Factors that contributed to the failure cited in the article are:
- Insufficient upfront attention to workflow or process changes required to maximize the EHR's potential
- Inadequate project management experience and resoures at the practice-level
- Inexperience with contracts -- writing, negotiating, and managing
This confirms for me that EHR investments are probably not worth it (particularly for small practices) unless they're done under the umbrella of an effectively-managed, community-based program (whether driven by a hospital, IPA, PHO, or RHIO/HIE).

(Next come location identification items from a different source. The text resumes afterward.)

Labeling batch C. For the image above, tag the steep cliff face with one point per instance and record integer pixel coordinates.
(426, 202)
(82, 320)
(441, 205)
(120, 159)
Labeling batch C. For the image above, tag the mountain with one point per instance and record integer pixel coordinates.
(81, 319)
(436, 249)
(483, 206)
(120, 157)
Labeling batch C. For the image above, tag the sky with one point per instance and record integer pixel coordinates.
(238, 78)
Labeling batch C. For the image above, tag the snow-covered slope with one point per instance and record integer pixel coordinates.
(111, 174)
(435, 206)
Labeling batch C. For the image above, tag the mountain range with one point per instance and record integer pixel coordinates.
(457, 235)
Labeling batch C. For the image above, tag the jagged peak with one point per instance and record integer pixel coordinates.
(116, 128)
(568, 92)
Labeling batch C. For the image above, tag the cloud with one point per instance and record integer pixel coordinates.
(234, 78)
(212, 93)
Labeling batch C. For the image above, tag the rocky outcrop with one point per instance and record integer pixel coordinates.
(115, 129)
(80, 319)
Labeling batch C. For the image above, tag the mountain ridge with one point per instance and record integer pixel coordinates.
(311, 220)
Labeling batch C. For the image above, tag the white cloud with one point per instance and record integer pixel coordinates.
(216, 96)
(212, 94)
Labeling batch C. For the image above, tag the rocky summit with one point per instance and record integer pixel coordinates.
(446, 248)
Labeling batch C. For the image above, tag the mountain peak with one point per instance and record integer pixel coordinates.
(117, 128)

Community-based because there's scale in project management, vendor selection, and contract management, and because patients and physicians will get much more value from EHRs that are coordinated with their medical trading partners (other physicians, hospitals, diagnostic centers in their communities).
Effectively-managed because too many of these programs give scant attention to the project and change management piece of the implementation -- they're usually driven by whiz-bang technology plans (with the requisite clouds and lightning bolts) laid out by IT specialists, and assume that templates and worksheets handed to the practice by EHR vendors and others will take care of the rest. In most cases, they can't and they won't.
I wouldn't recommend that the government or anyone else dump money into EHR programs unless they're managed under a community-focused program umbrella, laying out clear goals and timelines, coordinated interoperability with key trading partners, funding keyed to execution and adoption milestones, and implementation approaches that force behavior change, and maximize and monitor success.
Programs that fund EHRs on a "retail" model -- meaning that they just make money available to physician practices through grants or tax breaks or other practice-focused incentives -- are destined for high rates of failure and could very well cause more harm than good.